151 F.R.D. 53 | E.D. Pa. | 1993
MEMORANDUM AND ORDER '
Michael Zygmuntowicz, a Pennsylvania resident, died in an automobile accident that occurred in Pennsylvania allegedly as a result of the negligent service of alcohol at the New Jersey based night club, Polo Bay. Plaintiffs, Michael’s parents, brought this wrongful death and survival action alleging violations of Pennsylvania’s dram shop , law, 47 Pa.C.S. § 4-493.
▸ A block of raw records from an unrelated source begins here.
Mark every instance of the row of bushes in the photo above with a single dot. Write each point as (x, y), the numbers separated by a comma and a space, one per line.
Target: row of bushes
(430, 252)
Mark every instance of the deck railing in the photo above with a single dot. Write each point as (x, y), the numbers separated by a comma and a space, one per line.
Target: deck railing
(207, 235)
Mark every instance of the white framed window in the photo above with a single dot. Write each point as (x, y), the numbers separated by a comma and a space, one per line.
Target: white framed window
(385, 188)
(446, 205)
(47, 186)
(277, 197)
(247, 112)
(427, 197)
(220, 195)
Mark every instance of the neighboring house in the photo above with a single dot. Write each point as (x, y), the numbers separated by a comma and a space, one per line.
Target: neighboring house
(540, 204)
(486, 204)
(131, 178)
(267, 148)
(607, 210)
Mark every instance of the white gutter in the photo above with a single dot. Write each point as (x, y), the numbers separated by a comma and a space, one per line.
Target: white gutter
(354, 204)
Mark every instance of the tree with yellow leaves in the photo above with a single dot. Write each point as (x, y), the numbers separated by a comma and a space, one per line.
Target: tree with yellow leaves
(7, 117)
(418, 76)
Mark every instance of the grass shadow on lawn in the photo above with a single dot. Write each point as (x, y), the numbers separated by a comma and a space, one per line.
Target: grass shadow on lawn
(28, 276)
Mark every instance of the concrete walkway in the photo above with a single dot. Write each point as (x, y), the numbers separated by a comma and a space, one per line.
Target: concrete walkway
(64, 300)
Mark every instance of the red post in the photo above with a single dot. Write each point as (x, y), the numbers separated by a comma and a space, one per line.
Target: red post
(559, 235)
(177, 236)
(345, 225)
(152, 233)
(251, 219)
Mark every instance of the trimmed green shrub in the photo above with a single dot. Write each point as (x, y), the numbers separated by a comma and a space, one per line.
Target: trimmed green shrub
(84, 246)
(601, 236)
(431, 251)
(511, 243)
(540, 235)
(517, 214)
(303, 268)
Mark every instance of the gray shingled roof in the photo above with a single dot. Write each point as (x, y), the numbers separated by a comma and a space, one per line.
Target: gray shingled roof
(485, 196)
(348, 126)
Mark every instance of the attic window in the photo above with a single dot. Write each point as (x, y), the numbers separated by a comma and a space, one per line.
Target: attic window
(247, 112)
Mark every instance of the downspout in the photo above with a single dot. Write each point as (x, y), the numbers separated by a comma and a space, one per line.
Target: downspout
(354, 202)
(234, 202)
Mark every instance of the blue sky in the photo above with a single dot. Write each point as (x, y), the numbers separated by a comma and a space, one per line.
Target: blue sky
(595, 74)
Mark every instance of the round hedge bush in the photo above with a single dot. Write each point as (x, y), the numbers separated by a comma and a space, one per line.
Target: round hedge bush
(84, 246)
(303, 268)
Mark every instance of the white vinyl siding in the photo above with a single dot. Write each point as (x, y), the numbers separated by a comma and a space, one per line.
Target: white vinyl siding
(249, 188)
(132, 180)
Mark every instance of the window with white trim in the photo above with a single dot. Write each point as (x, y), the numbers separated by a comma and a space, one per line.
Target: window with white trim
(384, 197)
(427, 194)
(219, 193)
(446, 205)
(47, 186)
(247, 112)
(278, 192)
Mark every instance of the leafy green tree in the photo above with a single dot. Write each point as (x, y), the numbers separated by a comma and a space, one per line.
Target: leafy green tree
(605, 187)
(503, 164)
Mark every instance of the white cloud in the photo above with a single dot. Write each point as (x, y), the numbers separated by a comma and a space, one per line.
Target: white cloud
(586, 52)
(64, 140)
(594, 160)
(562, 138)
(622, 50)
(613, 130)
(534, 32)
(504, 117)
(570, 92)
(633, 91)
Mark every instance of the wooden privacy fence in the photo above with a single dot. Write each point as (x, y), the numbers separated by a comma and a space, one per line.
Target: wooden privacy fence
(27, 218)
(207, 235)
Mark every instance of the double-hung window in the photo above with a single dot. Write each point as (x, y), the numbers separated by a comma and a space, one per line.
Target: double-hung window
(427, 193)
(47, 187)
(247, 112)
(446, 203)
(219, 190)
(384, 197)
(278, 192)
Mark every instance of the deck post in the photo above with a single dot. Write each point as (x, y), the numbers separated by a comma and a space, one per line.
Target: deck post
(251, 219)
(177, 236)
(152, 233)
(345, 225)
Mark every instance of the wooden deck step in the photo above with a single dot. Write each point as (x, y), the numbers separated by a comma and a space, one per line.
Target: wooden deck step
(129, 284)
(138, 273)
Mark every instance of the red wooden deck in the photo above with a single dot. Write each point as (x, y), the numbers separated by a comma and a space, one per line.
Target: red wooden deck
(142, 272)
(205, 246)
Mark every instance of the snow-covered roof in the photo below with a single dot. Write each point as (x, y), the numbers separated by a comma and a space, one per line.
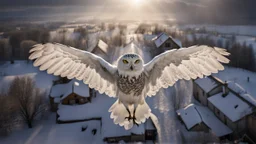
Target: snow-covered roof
(194, 114)
(103, 46)
(65, 89)
(190, 116)
(161, 39)
(79, 88)
(109, 129)
(178, 42)
(207, 84)
(149, 125)
(59, 90)
(231, 105)
(237, 81)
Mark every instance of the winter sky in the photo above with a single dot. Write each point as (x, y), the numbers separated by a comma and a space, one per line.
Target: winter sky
(215, 10)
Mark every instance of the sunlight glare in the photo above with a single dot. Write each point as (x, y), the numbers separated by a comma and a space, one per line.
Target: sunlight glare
(137, 2)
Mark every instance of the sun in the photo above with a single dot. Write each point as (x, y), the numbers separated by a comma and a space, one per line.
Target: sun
(138, 2)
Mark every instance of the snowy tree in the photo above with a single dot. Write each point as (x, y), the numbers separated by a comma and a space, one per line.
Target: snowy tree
(25, 46)
(30, 99)
(7, 114)
(5, 49)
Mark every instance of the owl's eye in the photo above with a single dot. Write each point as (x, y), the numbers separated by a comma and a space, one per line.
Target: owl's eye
(137, 61)
(125, 62)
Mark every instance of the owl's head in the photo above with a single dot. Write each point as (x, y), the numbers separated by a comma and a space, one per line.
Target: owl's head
(130, 65)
Now before the court is Plaintiffs’ motion for leave to amend their complaint to include a claim for punitive damages. In their original complaint, Plaintiffs alleged that Defendants acted in violation of New Jersey administrative statute, N.J.A.C. 13:2-23.16, which prohibits establishments from promote ing the unlimited service of alcohol for the price of a single admission. As a result of their investigation, Plaintiffs now allege that Defendants knowingly and intentionally violated the New Jersey statute and that such behavior constituted reckless, willful and wanton misconduct.
As a threshold issue, Defendants erroneously conclude that Pennsylvania law does not provide appropriate grounds upon which Plaintiffs may claim punitive damages. They assert that since Pennsylvania has no statute that corresponds to N.J.A.C. 2-23.16, they have violated no laws for the purpose of a punitive damage claim.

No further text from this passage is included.